On pensait la soif de destruction massive de Roland Emmerich calmée, refroidie par l'échec de la suite catastrophique de "Independence Day", canalisée dans des batailles humaines à plus petite échelle avec "Midway" ou même éteinte, le regard du metteur scène allemand peut-être désormais tourné vers des projets plus modestes dans la lignée d'un "Anonymous" ou "Stonewall". Mais, rien n'y fait, celui qui, enfant, devait déjà conduire un bulldozer en ravageant sa cour d'école tout en massacrant des tonnes de jouets enfermé à double tour dans sa chambre fait son grand retour sur le terrain du film catastrophe à dimension planétaire, avec cette fois rien de moins que la Lune comme objet de menace à la survie de l'espèce humaine !
Évidemment, on le sait par avance, aller voir ce genre de blockbuster apocalyptique nécessite d'activer un pare-feu pour protéger ses neurones d'un nombre ahurissant d'idioties scénaristiques et de simplement savourer un spectacle de dévastation sans commune mesure où, il faut bien le reconnaître, le savoir-faire d'Emmerich en la matière n'est plus à prouver. Encore ici, certaines séquences de destruction tout bonnement dantesques de "Moonfall" valent à elles seules le déplacement, notamment dans la deuxième partie du film lors d'une odyssée spatiale réservant des tableaux impressionnants de Lune infernale et de séquences sur une Terre qui subit de plein fouet les conséquences gravitationnelles de notre bon vieux satellite en perdition (on sent réellement l'enthousiasme du grand gamin Emmerich à user de son nouveau jouet de "vagues gravitationnelles").

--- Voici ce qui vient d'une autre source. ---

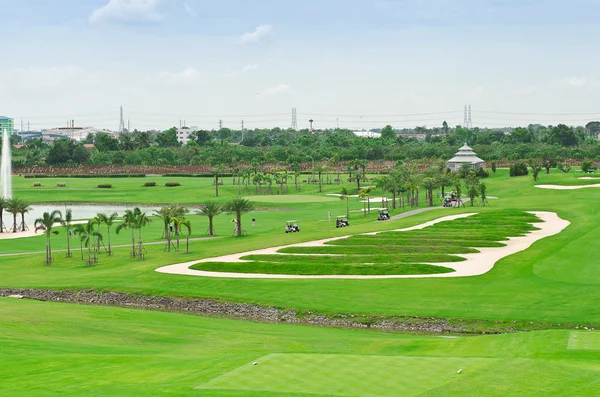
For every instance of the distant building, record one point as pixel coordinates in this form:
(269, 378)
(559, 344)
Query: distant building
(75, 133)
(465, 155)
(7, 124)
(183, 134)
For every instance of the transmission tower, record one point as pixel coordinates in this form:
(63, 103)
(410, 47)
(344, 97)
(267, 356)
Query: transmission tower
(470, 122)
(122, 121)
(294, 119)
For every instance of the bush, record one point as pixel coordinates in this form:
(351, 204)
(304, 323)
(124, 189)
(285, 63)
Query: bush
(588, 166)
(482, 173)
(519, 169)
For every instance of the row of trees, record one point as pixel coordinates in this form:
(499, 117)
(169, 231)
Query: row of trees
(288, 146)
(91, 237)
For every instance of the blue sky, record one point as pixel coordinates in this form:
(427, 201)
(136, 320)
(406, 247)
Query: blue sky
(365, 63)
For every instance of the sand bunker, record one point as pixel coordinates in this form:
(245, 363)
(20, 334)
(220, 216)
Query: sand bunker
(562, 187)
(474, 264)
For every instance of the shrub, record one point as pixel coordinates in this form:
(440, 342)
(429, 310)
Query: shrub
(482, 173)
(519, 169)
(588, 166)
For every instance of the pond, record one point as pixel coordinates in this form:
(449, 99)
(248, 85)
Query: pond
(79, 212)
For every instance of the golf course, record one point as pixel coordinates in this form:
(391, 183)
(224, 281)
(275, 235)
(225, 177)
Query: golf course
(472, 300)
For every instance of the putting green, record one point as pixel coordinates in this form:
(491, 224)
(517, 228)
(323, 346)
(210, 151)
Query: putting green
(346, 375)
(293, 198)
(584, 340)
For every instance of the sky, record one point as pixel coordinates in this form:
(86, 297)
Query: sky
(348, 63)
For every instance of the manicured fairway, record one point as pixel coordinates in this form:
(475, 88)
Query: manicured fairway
(57, 349)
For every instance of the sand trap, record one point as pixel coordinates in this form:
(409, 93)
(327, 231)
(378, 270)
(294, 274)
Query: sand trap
(562, 187)
(474, 265)
(31, 232)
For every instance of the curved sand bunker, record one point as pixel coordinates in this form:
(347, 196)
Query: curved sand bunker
(562, 187)
(474, 265)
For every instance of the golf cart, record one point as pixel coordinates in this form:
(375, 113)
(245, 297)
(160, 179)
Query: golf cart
(341, 221)
(292, 227)
(383, 214)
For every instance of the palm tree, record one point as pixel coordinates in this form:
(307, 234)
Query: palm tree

Mais c'est hélas à peu près tout ce qu'il y a à signaler de remarquable dans "Moonfall", le film se résumant en très grande majorité à un invraisemblable best-of paresseux de la filmographie de son auteur, enfin... on pourrait même parler d'un "worst-of" en l'occurence tant toutes ses pires tares habituelles semblent s'accumuler dans un éternel premier degré qui frise le respect (et les fous rires nerveux).

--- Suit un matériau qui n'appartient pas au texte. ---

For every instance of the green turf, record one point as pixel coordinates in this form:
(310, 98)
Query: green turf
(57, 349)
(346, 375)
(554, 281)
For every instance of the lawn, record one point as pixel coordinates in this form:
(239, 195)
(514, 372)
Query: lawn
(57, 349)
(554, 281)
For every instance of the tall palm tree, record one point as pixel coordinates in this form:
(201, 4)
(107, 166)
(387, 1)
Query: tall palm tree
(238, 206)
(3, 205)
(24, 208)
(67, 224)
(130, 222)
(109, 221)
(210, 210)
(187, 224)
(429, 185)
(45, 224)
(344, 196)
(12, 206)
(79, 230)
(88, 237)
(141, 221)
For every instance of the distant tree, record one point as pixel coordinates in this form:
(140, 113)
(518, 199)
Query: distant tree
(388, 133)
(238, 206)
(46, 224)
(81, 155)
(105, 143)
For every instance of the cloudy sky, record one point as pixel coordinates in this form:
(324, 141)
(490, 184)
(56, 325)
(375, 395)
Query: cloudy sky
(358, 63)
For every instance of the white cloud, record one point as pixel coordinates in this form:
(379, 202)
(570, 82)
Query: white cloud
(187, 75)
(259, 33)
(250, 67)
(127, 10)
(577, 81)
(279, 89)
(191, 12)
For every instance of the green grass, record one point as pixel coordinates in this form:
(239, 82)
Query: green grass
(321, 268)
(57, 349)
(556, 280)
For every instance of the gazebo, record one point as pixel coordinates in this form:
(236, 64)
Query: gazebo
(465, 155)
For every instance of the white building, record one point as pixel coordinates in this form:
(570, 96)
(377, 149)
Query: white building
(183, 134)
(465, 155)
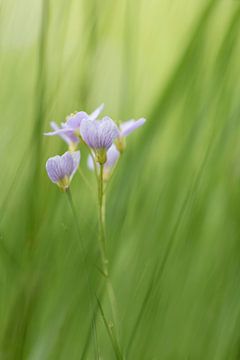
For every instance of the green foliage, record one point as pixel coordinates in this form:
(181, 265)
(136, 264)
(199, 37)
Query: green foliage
(173, 205)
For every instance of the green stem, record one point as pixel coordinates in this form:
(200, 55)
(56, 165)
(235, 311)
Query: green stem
(104, 258)
(93, 323)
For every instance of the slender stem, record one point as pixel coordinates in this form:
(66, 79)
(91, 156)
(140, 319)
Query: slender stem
(101, 214)
(85, 180)
(93, 323)
(104, 258)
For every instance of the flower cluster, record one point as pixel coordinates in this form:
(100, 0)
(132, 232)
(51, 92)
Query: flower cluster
(104, 139)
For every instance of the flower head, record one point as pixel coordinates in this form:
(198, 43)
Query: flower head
(99, 136)
(127, 128)
(60, 169)
(112, 157)
(69, 131)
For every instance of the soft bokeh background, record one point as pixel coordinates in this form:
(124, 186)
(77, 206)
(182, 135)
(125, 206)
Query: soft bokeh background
(173, 211)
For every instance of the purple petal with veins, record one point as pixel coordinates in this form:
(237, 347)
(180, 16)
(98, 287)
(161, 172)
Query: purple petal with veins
(99, 134)
(59, 167)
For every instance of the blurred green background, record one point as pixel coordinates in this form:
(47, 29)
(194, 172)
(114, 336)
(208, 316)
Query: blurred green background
(173, 207)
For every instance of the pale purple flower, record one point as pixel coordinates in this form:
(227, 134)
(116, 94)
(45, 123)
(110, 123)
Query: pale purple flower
(69, 131)
(60, 169)
(99, 136)
(112, 157)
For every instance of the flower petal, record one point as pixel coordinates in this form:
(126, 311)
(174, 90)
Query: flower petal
(67, 134)
(53, 167)
(59, 167)
(112, 156)
(99, 134)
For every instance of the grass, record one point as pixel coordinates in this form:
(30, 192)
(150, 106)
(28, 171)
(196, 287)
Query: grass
(173, 205)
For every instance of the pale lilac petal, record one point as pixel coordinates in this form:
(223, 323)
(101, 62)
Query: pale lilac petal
(67, 164)
(76, 160)
(67, 134)
(94, 115)
(90, 163)
(99, 134)
(54, 170)
(112, 156)
(129, 126)
(59, 167)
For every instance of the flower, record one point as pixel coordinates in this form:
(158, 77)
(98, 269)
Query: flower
(99, 136)
(69, 131)
(127, 128)
(60, 169)
(112, 157)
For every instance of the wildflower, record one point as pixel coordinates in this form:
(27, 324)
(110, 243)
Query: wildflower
(127, 128)
(60, 169)
(99, 136)
(112, 157)
(69, 131)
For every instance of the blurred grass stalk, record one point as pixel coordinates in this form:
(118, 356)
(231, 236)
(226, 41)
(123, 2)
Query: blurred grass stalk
(173, 212)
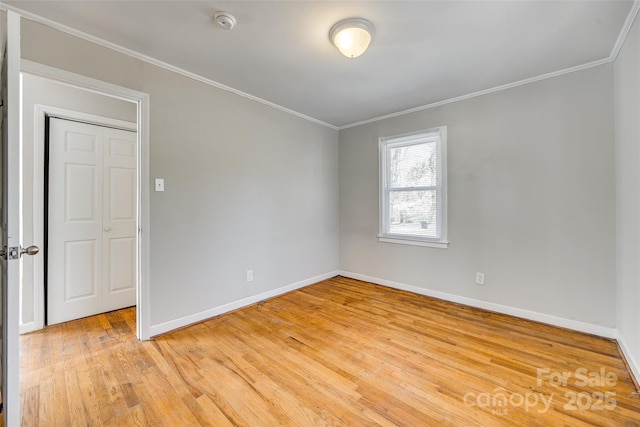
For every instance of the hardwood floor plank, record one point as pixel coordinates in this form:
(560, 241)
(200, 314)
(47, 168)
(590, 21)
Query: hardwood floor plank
(337, 353)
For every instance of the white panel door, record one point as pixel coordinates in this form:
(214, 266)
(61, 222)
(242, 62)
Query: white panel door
(92, 220)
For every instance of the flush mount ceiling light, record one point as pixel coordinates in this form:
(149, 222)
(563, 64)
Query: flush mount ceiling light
(352, 36)
(225, 20)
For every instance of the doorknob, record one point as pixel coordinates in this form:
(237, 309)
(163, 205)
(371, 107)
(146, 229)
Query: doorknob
(31, 250)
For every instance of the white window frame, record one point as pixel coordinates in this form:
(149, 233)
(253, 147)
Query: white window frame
(439, 135)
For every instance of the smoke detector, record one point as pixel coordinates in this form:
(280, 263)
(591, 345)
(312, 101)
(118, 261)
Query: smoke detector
(224, 20)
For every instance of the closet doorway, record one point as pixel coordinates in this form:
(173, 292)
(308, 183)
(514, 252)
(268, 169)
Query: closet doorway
(91, 211)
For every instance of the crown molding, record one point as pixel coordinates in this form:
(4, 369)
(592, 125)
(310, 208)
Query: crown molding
(614, 53)
(481, 92)
(148, 59)
(628, 23)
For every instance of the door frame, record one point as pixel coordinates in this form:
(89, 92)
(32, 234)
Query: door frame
(143, 236)
(40, 296)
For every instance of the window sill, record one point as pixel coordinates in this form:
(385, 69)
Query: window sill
(413, 242)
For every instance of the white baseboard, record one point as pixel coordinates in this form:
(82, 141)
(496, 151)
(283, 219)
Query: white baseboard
(634, 364)
(25, 328)
(575, 325)
(171, 325)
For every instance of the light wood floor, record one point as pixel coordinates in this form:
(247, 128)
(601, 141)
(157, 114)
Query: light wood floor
(340, 352)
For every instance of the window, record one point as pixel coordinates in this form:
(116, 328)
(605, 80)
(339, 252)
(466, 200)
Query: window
(413, 191)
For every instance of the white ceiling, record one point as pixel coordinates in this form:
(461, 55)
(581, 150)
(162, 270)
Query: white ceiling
(423, 52)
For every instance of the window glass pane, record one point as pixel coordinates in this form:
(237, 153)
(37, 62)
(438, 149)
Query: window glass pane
(413, 212)
(413, 166)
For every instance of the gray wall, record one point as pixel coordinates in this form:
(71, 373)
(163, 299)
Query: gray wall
(531, 199)
(246, 186)
(41, 91)
(627, 131)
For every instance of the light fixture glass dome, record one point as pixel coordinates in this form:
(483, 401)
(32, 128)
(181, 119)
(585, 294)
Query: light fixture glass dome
(352, 36)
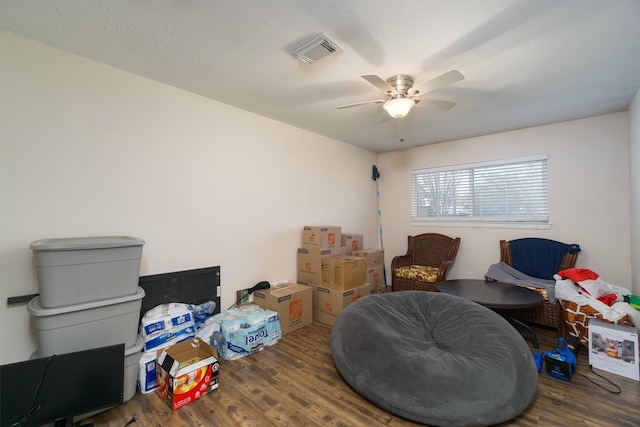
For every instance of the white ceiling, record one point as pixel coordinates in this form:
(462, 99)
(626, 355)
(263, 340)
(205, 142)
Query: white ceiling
(525, 62)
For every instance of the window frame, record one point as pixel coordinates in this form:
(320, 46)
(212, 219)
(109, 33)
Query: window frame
(538, 221)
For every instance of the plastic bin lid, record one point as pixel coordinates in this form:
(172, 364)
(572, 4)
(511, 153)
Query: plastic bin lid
(78, 243)
(34, 307)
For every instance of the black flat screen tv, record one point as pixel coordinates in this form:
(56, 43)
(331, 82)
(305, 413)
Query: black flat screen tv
(55, 389)
(195, 286)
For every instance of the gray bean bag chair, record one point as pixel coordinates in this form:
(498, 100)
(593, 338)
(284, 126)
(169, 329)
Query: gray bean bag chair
(434, 358)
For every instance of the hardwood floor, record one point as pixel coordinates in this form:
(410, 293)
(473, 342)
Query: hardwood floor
(294, 383)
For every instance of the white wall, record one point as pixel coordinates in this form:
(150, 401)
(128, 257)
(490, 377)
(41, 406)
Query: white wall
(588, 193)
(90, 150)
(634, 162)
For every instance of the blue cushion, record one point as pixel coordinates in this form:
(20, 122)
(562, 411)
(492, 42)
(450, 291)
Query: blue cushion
(539, 257)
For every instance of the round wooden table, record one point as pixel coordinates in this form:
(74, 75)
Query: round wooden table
(498, 296)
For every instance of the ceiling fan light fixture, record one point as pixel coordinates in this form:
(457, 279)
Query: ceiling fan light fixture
(398, 107)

Si "Independence Day", "Le Jour d'Après" ou encore "2012" vous sont familiers, vous aurez l'impression d'assister à un pot-pourri assez sidérant de situations et de personnages que vous connaissez déjà et dans une version encore plus poussée du ridicule de leurs caricatures. En ce sens, malgré toute la bonne volonté du monde qui nous fait y croire un minimum pendant un bon quart d'heure, la première heure du film apparaît très vite curieusement rushée dans la montée en puissance des événements (heureusement que les personnages mentionnent explicitement les jours qui s'écoulent entre certaines ellipses, l'accélération des premières catastrophes et tentatives de sauvetages tiendrait du non-sens temporel le plus total sans ça) et, paradoxalement, s'éternise jusqu'à provoquer l'ennui le plus confondant tant, hormis les déviations lunaires, le copier-coller le plus négatif du passé Emmerichien ne peut engendrer la moindre implication de notre part, sinon des moqueries (on vous met au défi de ne pas éclater de rire lorsque Halle Berry entame un début de simili-discours patriotique sur fond de violons à la "ID4"), voire une gêne incessante face à des personnages qui donnent unanimement envie d'être pulvérisés à la moindre parole prononcée. Comble du comble, même la tension qui devrait être facilement induite par le climat apocalyptique, où Emmerich a toujours tenu ses promesses, ne prend pour ainsi dire jamais, le cœur du réalisateur ne paraît plus y être, plus ou moins lassé d'en décliner les bases une énième fois.
Comme dit, le spectacle de la seconde moitié de "Moonfall" a au moins le mérite d'essayer de satisfaire en partie visuellement nos envies d'un bon gros blockbuster catastrophe mais elle tente aussi en parallèle d'installer les balbutiements d'une nouvelle mythologie se voulant originale dans le versant SF du cinéma d'Emmerich, seulement, là encore, même si cette dernière a été pensée pour être développée en trilogie, elle se résume essentiellement à un recyclage d'éléments du genre somme toute très basiques (elle ravira néanmoins sûrement une frange extrémiste d'adeptes du complot alien) et arrive uniquement à faire illusion le temps de quelques représentations visuelles bien senties ou en jouant légèrement sur notre fascination pour l'inconnu avant de retomber comme un soufflé de gruyère lunaire.
Et le soulagement ressenti en arrivant au générique du fin donne surtout très envie de s'arrêter à ce qui s'apparente à une première bataille plutôt que de continuer une guerre qui a toutes les chances de tourner au calvaire, il n'est pas sûr que nos neurones soient encore aptes à être retournées dans tous les sens par de nouvelles vagues de gravité ou définitivement aplaties par une Lune qui aurait la mauvaise idée de nous retomber sur le coin de la tête.